An example report can be found in [multiqc_report.html](http://bigbio.xyz/pmultiqc/shared-peptides-star-align-stricter-pep-protein-FDR/multiqc_report.html)

Most of the metrics are compute based on the `out.mzTab` and the `consensus_ids` which contains the filtered peptides and protein identifications.

## Metrics

### General report

- First we show the experimental design of the dataset project http://bigbio.xyz/pmultiqc/shared-peptides-star-align-stricter-pep-protein-FDR/multiqc_report.html#proteomicslfq_exp_design . This is a translation from the SDRF proteomics standard to OpenMS standard configuration.
- **Summary Table**: shows the number of spectra, % of identified spectra, total peptide count, total identified proteins (including protein groups - if two proteins are identified by the same peptide the two proteins are count) http://bigbio.xyz/pmultiqc/shared-peptides-star-align-stricter-pep-protein-FDR/multiqc_report.html#proteomicslfq_summary_table

- **Number of peptides per Protein**: Includes an histogram with the number of peptides per proteins http://bigbio.xyz/pmultiqc/shared-peptides-star-align-stricter-pep-protein-FDR/multiqc_report.html#num_of_pep_per_prot

### Results tables

Two tables are shown to the user with the first [500 peptides](http://bigbio.xyz/pmultiqc/shared-peptides-star-align-stricter-pep-protein-FDR/multiqc_report.html#quant_result) in the mzTab and the first [500 PSMs](http://bigbio.xyz/pmultiqc/shared-peptides-star-align-stricter-pep-protein-FDR/multiqc_report.html#psm). This tables enable to show some of the most relevant peptide and PSMs in the experiment.

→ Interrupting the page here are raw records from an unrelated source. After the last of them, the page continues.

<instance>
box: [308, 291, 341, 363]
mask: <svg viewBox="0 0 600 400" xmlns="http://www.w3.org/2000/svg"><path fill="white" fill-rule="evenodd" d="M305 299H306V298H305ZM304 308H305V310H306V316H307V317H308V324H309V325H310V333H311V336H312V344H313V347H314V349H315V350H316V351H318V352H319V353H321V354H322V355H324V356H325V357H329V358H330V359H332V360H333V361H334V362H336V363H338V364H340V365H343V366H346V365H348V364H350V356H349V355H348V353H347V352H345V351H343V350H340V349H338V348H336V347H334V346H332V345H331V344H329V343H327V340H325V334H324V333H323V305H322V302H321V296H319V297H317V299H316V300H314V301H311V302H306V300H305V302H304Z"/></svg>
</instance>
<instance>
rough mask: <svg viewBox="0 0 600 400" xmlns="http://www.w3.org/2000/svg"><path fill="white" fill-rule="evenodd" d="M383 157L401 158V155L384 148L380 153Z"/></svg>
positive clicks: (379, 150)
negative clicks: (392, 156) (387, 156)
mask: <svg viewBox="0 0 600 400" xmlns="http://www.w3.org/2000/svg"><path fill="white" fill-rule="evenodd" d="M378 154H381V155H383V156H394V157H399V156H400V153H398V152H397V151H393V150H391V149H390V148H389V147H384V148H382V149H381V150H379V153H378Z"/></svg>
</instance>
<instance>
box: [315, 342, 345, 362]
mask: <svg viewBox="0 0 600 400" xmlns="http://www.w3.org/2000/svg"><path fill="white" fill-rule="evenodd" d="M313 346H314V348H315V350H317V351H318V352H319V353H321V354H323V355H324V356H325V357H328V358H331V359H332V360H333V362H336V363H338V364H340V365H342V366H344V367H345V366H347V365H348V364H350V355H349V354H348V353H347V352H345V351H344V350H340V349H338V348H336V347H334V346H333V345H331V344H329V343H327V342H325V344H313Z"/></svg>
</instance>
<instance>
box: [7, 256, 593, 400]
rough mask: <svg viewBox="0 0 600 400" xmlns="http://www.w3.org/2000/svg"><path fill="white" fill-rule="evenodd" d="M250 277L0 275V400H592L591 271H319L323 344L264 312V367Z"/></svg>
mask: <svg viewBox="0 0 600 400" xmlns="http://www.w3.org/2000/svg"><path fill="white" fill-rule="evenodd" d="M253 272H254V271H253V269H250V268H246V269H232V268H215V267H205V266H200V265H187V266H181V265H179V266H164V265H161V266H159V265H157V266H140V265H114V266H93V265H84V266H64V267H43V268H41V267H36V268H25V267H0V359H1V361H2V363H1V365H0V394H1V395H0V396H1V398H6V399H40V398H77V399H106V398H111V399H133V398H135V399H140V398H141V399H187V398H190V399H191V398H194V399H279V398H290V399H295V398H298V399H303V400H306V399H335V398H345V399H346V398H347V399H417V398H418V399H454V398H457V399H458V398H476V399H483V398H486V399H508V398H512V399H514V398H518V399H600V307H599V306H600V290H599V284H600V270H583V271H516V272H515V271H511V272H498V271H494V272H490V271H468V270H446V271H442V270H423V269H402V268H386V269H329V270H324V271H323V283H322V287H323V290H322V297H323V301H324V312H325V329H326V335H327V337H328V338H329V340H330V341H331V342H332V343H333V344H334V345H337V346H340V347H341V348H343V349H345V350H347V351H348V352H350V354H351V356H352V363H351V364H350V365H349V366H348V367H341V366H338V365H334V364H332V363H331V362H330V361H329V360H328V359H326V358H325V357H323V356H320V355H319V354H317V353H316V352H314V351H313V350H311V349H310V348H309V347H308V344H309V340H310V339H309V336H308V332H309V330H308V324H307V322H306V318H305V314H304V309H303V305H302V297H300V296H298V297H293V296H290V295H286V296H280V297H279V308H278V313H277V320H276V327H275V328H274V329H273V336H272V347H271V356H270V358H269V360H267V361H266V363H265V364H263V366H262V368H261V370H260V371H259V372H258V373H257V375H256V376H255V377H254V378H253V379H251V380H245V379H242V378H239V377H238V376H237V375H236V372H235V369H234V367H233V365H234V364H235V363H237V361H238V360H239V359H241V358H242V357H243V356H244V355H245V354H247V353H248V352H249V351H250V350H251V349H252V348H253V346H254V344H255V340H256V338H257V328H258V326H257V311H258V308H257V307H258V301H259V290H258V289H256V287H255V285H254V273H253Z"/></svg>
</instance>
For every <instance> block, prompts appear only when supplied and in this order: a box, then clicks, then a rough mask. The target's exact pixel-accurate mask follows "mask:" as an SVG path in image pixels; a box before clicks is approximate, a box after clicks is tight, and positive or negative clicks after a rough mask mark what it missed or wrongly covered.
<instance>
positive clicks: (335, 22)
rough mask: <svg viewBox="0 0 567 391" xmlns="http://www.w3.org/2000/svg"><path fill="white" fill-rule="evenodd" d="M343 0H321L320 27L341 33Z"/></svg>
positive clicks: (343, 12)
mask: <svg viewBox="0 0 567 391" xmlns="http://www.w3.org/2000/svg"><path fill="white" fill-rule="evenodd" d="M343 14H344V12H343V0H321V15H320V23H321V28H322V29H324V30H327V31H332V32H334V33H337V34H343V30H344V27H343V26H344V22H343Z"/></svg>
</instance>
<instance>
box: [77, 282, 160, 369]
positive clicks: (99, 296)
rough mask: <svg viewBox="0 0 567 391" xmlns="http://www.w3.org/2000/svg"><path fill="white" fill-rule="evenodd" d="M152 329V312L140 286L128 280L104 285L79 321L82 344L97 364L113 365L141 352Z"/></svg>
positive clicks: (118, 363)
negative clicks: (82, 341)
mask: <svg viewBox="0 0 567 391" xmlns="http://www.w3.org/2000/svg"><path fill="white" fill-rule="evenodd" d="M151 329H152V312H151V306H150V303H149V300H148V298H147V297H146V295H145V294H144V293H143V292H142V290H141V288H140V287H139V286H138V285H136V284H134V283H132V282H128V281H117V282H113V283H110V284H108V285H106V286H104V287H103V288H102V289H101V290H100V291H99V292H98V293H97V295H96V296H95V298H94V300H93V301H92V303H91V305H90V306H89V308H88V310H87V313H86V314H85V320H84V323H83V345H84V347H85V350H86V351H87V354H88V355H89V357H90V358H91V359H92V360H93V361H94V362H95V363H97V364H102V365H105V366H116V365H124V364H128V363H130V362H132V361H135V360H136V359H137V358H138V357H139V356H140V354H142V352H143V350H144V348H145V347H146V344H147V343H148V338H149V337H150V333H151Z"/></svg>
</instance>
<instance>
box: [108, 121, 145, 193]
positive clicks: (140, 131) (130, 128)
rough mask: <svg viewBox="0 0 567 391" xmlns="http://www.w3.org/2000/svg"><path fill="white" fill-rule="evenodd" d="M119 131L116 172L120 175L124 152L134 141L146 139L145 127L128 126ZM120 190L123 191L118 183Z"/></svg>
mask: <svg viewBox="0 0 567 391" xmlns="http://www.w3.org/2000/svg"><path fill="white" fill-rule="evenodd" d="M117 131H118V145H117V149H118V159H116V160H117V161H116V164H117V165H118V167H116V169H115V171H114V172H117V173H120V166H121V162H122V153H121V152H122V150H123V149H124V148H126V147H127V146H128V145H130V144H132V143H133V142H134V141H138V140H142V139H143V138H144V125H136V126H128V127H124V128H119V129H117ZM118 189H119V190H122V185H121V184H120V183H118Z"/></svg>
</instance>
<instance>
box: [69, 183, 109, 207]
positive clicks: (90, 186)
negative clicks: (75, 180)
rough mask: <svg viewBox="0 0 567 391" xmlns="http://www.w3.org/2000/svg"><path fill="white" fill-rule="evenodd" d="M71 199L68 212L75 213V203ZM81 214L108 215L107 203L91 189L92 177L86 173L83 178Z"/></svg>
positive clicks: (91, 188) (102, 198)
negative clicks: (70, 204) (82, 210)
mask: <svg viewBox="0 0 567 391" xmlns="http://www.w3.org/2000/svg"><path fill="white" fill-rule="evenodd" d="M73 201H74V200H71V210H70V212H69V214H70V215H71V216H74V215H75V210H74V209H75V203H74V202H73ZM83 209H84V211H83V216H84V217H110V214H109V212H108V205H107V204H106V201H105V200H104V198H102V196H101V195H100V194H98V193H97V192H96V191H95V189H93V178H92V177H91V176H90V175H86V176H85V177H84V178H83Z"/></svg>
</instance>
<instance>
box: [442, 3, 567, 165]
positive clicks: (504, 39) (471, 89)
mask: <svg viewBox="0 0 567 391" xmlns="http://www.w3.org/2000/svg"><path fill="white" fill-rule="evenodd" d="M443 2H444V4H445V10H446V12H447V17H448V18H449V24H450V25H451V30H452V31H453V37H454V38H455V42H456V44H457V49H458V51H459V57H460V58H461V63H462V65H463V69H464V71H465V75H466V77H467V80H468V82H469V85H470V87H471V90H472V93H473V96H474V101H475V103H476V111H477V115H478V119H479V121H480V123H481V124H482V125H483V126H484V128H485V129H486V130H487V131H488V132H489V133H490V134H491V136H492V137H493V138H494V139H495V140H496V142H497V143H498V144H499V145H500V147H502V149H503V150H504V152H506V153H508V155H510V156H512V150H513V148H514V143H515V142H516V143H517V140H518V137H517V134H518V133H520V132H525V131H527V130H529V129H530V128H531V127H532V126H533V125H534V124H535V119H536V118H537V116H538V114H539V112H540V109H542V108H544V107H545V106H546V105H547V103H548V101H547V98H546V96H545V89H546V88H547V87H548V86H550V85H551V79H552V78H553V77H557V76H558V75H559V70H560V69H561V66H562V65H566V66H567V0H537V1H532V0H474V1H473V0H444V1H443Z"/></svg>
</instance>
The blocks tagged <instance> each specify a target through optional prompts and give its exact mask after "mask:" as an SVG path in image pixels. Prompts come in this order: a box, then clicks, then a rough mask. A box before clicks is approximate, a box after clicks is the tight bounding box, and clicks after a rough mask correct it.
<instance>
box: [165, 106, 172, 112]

### Identification Statistics

A table called [Spectra Tracking](http://bigbio.xyz/pmultiqc/shared-peptides-star-align-stricter-pep-protein-FDR/multiqc_report.html#spectra_tracking) summarize the Identification results by mzML file. The table capture the following numbers:

- MS1_num: Number of MS1 in the mzML
- MS2_num: Number of MS2 in the mzML
- MSGF: Number of Peptides identified using the MSGF+ search engine
- Comet: Number of Peptides identified using the Comet search engine
- Final result of Spectra: Final number of PSMs reported in the mzTab?
- Final result of Peptides: Final number of Peptides identified in the mzTab

### Peak Intensity Distribution

The [Peak Intensity Distribution](http://bigbio.xyz/pmultiqc/shared-peptides-star-align-stricter-pep-protein-FDR/multiqc_report.html#Peak_Intensity_Distribution) aims to show the Peak instensity in the MS2 spectra for all the experiment but also for the identified spectra. The plot split the intesity in chunks of 0-10, 10-100, 100-300, ... 6k-10k, >10k.

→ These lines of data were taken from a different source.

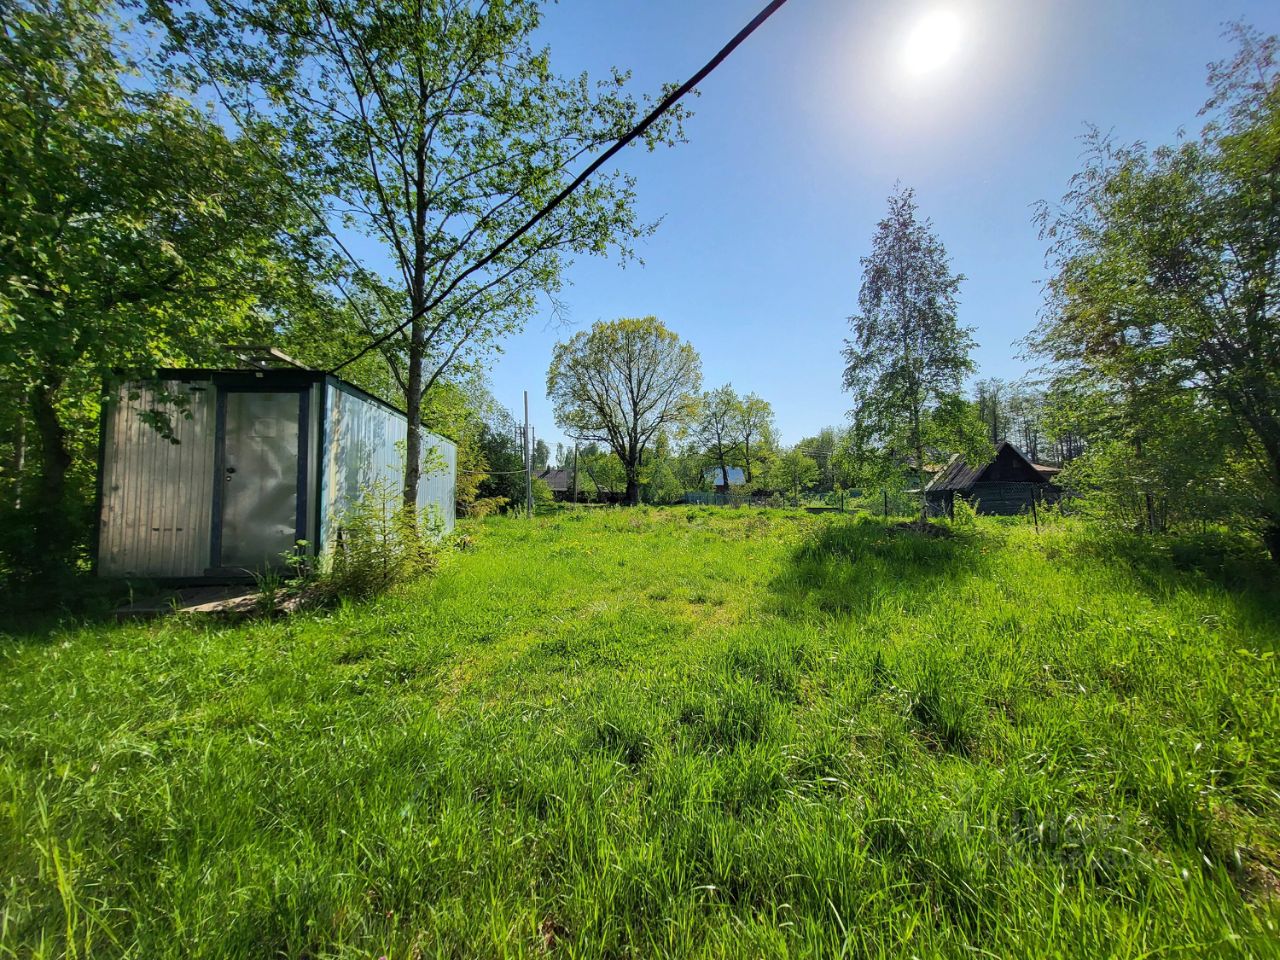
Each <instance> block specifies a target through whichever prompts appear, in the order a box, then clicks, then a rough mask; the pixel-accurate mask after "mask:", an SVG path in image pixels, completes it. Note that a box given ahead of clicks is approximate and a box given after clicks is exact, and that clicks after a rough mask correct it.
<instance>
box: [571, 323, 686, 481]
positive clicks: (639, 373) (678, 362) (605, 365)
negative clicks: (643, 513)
mask: <svg viewBox="0 0 1280 960" xmlns="http://www.w3.org/2000/svg"><path fill="white" fill-rule="evenodd" d="M701 379H703V374H701V360H699V357H698V352H696V351H695V349H694V348H692V346H691V344H689V343H685V342H682V340H681V339H680V338H678V337H677V335H676V334H673V333H672V332H671V330H668V329H667V328H666V326H663V325H662V323H660V321H659V320H658V319H657V317H653V316H646V317H640V319H622V320H613V321H608V323H607V321H603V320H602V321H598V323H596V324H594V325H593V326H591V329H590V330H589V332H588V330H584V332H580V333H576V334H573V337H571V338H570V339H568V340H567V342H566V343H557V344H556V351H554V353H553V356H552V365H550V369H549V370H548V371H547V394H548V396H549V397H550V399H552V402H553V403H554V406H556V422H557V424H559V425H561V426H562V428H563V429H564V430H567V431H568V433H570V435H572V436H576V438H579V439H582V440H593V442H599V443H607V444H608V445H609V448H611V449H612V451H613V453H614V454H616V456H617V457H618V460H620V461H621V463H622V468H623V472H625V476H626V498H627V503H639V502H640V466H641V457H643V454H644V452H645V449H646V448H648V447H649V444H650V443H652V442H653V440H654V438H655V436H657V435H658V433H659V431H663V430H669V429H676V428H682V426H684V425H685V424H687V422H690V421H691V420H692V417H694V415H695V412H696V404H698V388H699V387H700V385H701Z"/></svg>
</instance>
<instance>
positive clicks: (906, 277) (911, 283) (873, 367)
mask: <svg viewBox="0 0 1280 960" xmlns="http://www.w3.org/2000/svg"><path fill="white" fill-rule="evenodd" d="M916 210H918V207H916V204H915V193H914V191H911V189H910V188H900V189H899V191H897V192H896V193H893V195H892V196H891V197H890V198H888V215H887V216H886V218H884V219H882V220H881V221H879V224H878V227H877V230H876V236H874V237H873V239H872V252H870V253H869V255H868V256H865V257H863V259H861V266H863V284H861V289H860V291H859V294H858V305H859V308H860V312H859V314H858V315H855V316H852V317H850V324H851V326H852V330H854V338H852V339H851V340H847V342H846V344H845V361H846V366H845V389H846V390H850V392H851V393H852V394H854V403H855V406H854V411H852V415H851V416H852V421H854V429H852V440H854V442H852V447H851V452H852V460H854V463H855V466H856V470H858V472H859V474H860V476H859V480H860V481H861V483H867V481H869V480H876V479H882V477H883V476H886V475H887V474H892V472H895V471H901V470H902V467H904V465H905V463H910V468H911V470H913V471H914V472H915V476H916V484H918V486H919V488H922V490H923V486H924V474H923V471H924V465H925V461H927V452H928V451H931V449H938V451H948V452H959V453H963V454H965V456H966V458H972V460H980V458H982V457H983V456H984V453H983V444H982V443H980V440H979V439H978V438H980V433H979V429H978V428H977V426H975V420H974V417H973V411H972V408H970V407H969V406H968V404H966V403H964V402H963V401H961V399H960V396H959V392H960V381H961V378H963V376H964V375H965V374H969V372H972V371H973V362H972V361H970V360H969V351H970V349H972V348H973V346H974V340H973V335H972V332H970V329H969V328H963V326H960V325H959V323H957V321H956V307H957V300H956V294H957V292H959V289H960V282H961V280H963V279H964V278H963V276H961V275H959V274H952V273H951V269H950V264H948V260H947V253H946V250H945V247H943V246H942V242H941V241H940V239H938V238H937V237H936V236H934V233H933V228H932V224H931V221H929V220H919V219H918V216H916ZM988 449H989V448H988ZM922 509H923V493H922Z"/></svg>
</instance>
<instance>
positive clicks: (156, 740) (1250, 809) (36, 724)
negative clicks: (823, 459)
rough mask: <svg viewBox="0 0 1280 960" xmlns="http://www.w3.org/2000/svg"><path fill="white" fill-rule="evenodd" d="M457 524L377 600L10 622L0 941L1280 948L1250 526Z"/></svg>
mask: <svg viewBox="0 0 1280 960" xmlns="http://www.w3.org/2000/svg"><path fill="white" fill-rule="evenodd" d="M467 532H468V534H470V536H471V539H472V540H474V543H472V545H471V548H470V549H467V550H465V552H462V553H458V554H456V556H452V557H451V558H449V559H448V561H447V563H445V564H444V567H443V570H442V572H440V573H439V575H438V576H436V577H435V579H434V580H430V581H426V582H422V584H417V585H413V586H412V588H408V589H406V590H403V591H402V593H401V594H398V595H396V596H392V598H387V599H383V600H379V602H376V603H372V604H369V605H361V607H351V608H344V609H340V611H337V612H333V613H329V614H323V616H320V614H316V616H305V617H296V618H293V620H287V621H279V622H273V623H256V625H247V626H239V627H229V626H209V625H201V623H182V622H177V621H166V622H160V623H154V625H142V626H137V625H136V626H119V627H116V626H111V627H101V626H99V627H81V628H64V630H60V631H55V632H52V634H47V635H40V636H18V637H8V639H0V882H3V884H4V886H3V888H0V901H3V902H0V955H3V956H9V955H12V956H63V955H74V956H95V957H96V956H137V957H161V956H210V957H212V956H218V957H224V956H244V957H260V956H293V957H324V956H351V957H378V956H383V955H385V956H388V957H412V956H435V955H444V956H460V957H471V956H541V955H552V956H582V957H598V956H600V957H604V956H609V957H613V956H618V957H621V956H644V957H648V956H659V955H667V956H840V955H845V956H855V957H874V956H901V957H908V956H936V955H942V956H957V957H959V956H965V957H972V956H996V957H1051V956H1061V957H1102V956H1129V957H1146V956H1180V955H1188V956H1261V955H1271V954H1277V952H1280V951H1277V948H1276V945H1277V943H1280V927H1277V924H1280V900H1277V888H1280V884H1277V877H1280V736H1277V735H1280V700H1277V686H1280V685H1277V680H1280V667H1277V663H1276V658H1275V650H1276V649H1277V646H1280V590H1277V589H1276V588H1277V586H1280V580H1277V579H1276V577H1275V575H1274V573H1272V572H1271V571H1270V570H1267V568H1266V567H1265V566H1263V564H1262V563H1261V561H1257V562H1254V561H1251V559H1248V558H1245V559H1242V558H1239V557H1236V556H1234V553H1233V550H1234V548H1231V550H1228V552H1226V553H1224V554H1221V556H1219V554H1213V553H1211V552H1210V553H1207V552H1206V550H1207V545H1206V544H1203V543H1202V544H1193V545H1179V544H1165V545H1161V547H1158V548H1153V547H1148V545H1143V544H1132V543H1128V544H1126V543H1120V544H1117V543H1116V541H1106V540H1100V539H1097V538H1093V536H1089V535H1087V534H1085V532H1083V531H1079V530H1074V529H1070V527H1059V529H1052V530H1048V531H1046V532H1044V534H1042V535H1041V536H1036V535H1034V534H1033V532H1032V531H1030V530H1028V529H1025V527H1023V526H1000V525H996V524H989V522H986V524H982V525H980V526H979V529H978V530H974V531H969V532H961V534H960V535H957V536H956V538H952V539H943V540H931V539H924V538H920V536H918V535H914V534H909V532H902V531H895V530H890V529H887V527H884V526H883V525H882V524H879V522H869V521H864V522H855V521H851V520H847V518H827V517H820V518H819V517H810V516H806V515H799V513H788V512H764V511H760V512H756V511H728V509H721V511H717V509H713V508H691V509H685V508H680V509H653V511H648V509H640V511H599V512H594V513H591V512H585V511H584V512H576V513H575V512H568V513H559V515H553V516H552V517H548V518H539V520H535V521H534V522H531V524H530V522H526V521H521V520H515V518H498V520H490V521H485V522H484V524H477V525H474V526H471V527H470V529H468V530H467ZM1208 547H1212V544H1208ZM1240 577H1247V584H1245V585H1240V580H1239V579H1240ZM1231 584H1235V585H1231Z"/></svg>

This is a histogram representing the ion intensity vs. the frequency for all MS2 spectra in a whole given experiment. It is possible to filter the information for all, identified and unidentified spectra. This plot can give a general estimation of the noise level of the spectra. Generally, one should expect to have a high number of low intensity noise peaks with a low number of high intensity signal peaks. A disproportionate number of high signal peaks may indicate heavy spectrum pre-filtering or potential experimental problems. In the case of data reuse this plot can be useful in identifying the requirement for pre-processing of the spectra prior to any downstream analysis. The quality of the identifications is not linked to this data as most search engines perform internal spectrum pre-processing before matching the spectra. Thus, the spectra reported are not necessarily pre-processed since the search engine may have applied the pre-processing step internally. This pre-processing is not necessarily reported in the experimental metadata.